Dave Ramsey. The Total Money Makeover: A Proven Plan for Financial Fitness. Nashville: Thomas Nelson, 2003.

            If you want to know what is in this book without reading it, you could catch a couple of episodes of “The Dave Ramsey Show” on radio. Or, you could have been paying attention to Grandpa and Grandma when they were talking about money. You could have, but, odds are, you didn’t. So now you may need to read the book.

            I remember as a student pastor having to go to a day-long seminar in Grenada designed for first time pastorates. Various members of our conference spoke briefly on items related to the ministry: preaching, visiting, sacraments, etc. One spoke on finances. He spoke; we stared at each other. After all, he was addressing us in a foreign language. Things like: “You are always going to be having to get another car. So, pay for the first one. Then, save payments as you go along so when you get ready for the second one, you will have cash to pay for it.” Sure. Right. Most of us were already into struggling to pay the payments on our present cars while we furnished the parsonage with a few niceties of life that were not hand-me-downs from our parents. I remember that I was making a whopping $400 a month as a student pastor. True, it was more than it is now, but, no, it wasn’t nearly enough to start in the hole and get out ahead, especially not when I was still paying for school. Besides, the way of credit was so much easier.

            Sure. Right. You bet.

            It has always struck me as (un)funny how the traditional Wesley question asked of those being ordained elders in the church “Are you in debt so as to embarrass your ministry?” is greeted by nervous laughter from the annual conference. I guess it makes it easier for the candidates to give an affirmative answer. (It really is a serious question.) Then again, as one bishop wryly noted, it takes a lot to embarrass some people.

            But this question probably speaks to our lifestyles as much as any of the others we ask about the things we believe. It does reflect on our view of life, our understanding of what is owed to us (our entitlements in this culture), and our stewardship of the gifts that God has given us. I guess that is what I enjoyed most about this book: there is a purpose to our management of money beyond “piles of cash”, although Ramsey thinks that is okay too. For management involves what we would do with those piles if we had them. That involves our understanding of giving. That is a concept which directly relates to living out our faith in the world.

            Don’t get me started on piles. I have been in enough barnyards to know what they smell like. I have also seen enough gardens to know what happens when the piles are broken up and spread around in the right places. Ah, the power of multiplication.
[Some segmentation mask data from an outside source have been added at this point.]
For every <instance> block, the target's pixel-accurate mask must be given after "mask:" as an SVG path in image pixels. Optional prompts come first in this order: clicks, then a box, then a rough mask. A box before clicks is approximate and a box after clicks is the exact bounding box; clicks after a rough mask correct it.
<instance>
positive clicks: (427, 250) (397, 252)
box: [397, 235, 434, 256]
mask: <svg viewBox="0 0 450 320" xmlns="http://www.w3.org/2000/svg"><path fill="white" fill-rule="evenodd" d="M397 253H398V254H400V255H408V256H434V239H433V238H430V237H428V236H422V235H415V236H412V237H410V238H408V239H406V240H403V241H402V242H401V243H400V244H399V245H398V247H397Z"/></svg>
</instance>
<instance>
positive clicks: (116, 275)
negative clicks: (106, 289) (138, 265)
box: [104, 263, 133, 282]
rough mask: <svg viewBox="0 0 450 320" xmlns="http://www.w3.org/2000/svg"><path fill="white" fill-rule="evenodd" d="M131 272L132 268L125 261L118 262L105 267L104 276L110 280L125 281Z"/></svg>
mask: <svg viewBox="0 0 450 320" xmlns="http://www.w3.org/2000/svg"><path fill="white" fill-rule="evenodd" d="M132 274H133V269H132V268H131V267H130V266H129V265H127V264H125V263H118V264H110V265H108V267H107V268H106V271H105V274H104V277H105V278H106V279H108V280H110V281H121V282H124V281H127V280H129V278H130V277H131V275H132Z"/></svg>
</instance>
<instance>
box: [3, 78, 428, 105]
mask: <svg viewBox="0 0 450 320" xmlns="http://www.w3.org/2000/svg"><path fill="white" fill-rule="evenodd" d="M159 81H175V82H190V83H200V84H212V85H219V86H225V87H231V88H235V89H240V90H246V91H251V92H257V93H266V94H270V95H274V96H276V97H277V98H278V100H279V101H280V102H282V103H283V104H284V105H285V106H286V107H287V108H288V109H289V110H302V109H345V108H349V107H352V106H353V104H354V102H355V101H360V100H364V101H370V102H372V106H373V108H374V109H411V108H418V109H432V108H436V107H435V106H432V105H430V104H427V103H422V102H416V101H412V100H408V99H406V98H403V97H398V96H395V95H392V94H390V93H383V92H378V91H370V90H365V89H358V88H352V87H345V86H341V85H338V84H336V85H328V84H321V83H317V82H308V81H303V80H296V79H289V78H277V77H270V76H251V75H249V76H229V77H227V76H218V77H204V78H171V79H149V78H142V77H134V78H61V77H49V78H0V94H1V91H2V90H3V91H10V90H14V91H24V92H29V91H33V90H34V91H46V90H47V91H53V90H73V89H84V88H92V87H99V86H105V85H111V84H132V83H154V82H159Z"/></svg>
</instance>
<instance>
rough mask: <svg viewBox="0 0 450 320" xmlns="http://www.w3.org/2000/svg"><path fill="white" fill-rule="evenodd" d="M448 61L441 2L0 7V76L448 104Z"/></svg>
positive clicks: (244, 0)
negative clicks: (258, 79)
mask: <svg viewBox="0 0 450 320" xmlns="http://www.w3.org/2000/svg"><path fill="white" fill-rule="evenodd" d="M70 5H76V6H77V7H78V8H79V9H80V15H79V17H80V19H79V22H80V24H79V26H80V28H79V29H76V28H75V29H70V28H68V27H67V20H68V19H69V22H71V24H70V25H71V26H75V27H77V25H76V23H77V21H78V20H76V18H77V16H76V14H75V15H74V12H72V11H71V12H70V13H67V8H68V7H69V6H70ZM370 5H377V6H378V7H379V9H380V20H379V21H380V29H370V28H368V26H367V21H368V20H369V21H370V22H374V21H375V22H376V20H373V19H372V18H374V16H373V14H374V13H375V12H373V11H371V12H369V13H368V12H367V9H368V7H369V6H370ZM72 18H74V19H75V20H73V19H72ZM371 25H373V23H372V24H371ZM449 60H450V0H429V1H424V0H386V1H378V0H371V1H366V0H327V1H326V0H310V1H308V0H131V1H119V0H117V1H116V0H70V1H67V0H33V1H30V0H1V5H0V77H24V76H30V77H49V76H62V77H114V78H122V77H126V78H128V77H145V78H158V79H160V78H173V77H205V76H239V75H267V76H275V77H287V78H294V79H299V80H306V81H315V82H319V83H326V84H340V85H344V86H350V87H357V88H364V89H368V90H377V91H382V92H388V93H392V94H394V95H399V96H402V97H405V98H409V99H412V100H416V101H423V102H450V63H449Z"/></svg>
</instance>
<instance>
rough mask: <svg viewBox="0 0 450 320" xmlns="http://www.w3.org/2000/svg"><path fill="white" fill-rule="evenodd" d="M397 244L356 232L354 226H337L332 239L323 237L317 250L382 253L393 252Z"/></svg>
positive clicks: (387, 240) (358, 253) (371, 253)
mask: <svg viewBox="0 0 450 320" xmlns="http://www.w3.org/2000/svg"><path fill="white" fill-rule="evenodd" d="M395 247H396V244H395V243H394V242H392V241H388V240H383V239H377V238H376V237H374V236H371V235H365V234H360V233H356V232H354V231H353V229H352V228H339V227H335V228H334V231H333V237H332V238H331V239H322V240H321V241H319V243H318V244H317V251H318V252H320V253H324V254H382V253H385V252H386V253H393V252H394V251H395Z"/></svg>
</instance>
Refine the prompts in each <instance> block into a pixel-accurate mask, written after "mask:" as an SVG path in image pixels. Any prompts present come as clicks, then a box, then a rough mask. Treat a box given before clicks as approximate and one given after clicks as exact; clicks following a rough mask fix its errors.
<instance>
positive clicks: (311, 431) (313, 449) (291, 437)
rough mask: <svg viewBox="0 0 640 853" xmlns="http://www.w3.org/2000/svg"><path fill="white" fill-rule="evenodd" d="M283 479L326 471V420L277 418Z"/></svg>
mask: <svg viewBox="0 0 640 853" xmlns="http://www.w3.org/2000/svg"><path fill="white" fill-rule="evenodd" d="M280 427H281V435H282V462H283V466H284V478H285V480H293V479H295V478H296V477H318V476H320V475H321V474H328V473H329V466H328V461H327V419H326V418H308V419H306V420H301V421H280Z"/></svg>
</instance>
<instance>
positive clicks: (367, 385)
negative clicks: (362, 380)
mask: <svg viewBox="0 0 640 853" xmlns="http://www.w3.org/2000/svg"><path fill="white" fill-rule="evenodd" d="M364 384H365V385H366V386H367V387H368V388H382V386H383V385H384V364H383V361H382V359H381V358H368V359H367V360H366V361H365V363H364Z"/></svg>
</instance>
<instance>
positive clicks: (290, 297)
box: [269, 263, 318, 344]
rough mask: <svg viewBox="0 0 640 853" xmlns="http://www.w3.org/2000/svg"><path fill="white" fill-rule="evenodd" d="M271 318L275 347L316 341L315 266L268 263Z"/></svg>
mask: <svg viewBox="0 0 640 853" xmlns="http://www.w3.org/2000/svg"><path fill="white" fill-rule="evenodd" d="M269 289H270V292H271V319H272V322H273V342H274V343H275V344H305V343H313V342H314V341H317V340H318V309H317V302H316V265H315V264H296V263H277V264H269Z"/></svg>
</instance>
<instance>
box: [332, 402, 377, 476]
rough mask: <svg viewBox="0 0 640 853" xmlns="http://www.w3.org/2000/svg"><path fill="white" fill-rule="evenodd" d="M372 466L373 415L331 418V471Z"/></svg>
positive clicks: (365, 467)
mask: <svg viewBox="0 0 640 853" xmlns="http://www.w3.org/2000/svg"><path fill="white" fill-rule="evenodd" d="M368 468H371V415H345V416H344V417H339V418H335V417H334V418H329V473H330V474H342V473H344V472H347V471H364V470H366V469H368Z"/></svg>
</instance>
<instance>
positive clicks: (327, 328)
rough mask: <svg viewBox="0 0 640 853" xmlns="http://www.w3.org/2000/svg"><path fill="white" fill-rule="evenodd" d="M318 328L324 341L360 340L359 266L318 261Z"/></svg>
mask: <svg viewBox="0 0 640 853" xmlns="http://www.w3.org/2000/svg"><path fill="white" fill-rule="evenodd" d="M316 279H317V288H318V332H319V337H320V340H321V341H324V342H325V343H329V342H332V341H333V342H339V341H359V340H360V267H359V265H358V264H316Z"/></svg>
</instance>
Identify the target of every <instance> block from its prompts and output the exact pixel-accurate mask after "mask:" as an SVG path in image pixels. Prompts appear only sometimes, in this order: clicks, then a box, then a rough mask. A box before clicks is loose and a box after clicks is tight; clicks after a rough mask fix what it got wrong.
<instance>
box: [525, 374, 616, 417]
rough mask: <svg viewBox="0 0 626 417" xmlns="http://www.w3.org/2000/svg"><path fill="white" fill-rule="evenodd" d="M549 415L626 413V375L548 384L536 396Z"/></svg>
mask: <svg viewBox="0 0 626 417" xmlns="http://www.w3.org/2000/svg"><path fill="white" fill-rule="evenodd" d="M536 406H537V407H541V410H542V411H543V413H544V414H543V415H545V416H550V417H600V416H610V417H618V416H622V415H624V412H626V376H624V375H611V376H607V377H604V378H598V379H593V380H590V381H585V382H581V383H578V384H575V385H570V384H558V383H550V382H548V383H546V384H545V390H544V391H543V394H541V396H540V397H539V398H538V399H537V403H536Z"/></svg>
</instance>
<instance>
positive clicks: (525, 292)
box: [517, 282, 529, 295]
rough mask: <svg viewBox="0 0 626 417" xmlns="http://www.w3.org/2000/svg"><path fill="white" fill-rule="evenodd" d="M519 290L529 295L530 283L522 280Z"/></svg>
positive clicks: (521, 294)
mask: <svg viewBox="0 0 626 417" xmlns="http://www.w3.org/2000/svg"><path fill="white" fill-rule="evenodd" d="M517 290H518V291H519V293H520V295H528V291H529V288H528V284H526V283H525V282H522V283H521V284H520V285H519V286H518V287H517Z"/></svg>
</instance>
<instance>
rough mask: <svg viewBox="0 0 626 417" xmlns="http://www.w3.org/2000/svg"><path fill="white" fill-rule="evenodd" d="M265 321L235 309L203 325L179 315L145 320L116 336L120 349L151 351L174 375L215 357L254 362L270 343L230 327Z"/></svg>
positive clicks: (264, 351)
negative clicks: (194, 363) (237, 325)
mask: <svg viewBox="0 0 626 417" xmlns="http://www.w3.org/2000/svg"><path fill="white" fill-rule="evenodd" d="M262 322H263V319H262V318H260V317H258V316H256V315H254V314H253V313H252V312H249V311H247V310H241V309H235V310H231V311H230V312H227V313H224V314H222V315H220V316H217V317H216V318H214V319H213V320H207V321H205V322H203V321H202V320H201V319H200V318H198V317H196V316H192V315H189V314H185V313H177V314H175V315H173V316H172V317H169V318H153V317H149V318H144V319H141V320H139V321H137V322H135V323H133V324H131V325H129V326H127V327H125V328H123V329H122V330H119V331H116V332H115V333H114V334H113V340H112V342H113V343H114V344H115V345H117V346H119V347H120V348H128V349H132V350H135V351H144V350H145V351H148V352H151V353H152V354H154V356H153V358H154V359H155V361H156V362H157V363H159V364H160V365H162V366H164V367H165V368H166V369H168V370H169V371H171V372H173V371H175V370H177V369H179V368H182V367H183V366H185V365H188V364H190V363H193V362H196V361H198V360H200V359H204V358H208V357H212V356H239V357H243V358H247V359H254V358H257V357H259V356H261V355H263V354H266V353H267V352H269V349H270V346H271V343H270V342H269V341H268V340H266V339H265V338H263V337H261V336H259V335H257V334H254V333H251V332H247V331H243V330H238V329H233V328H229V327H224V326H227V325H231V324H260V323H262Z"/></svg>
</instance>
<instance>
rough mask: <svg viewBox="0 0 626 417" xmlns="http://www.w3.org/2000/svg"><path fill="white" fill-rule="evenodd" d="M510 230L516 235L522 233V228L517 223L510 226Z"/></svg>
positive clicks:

            This book is about being free. It is about cultivating the graces which keep us free in a world of enslavement, and, in particular, plastic credit card enslavement. I think I might disagree with some of his conclusions, but I dare say that he is right on with his identification of the demonic power that the misuse of money can unleash within our lives.

            And I wonder how many other pastors, and laymen, have found their ability to serve freely and generously bound up with plastic cords. But I have moved beyond preaching to meddlin’.

2/8/05

For a different look at a related subject see Phyllis A. Tickle. Greed.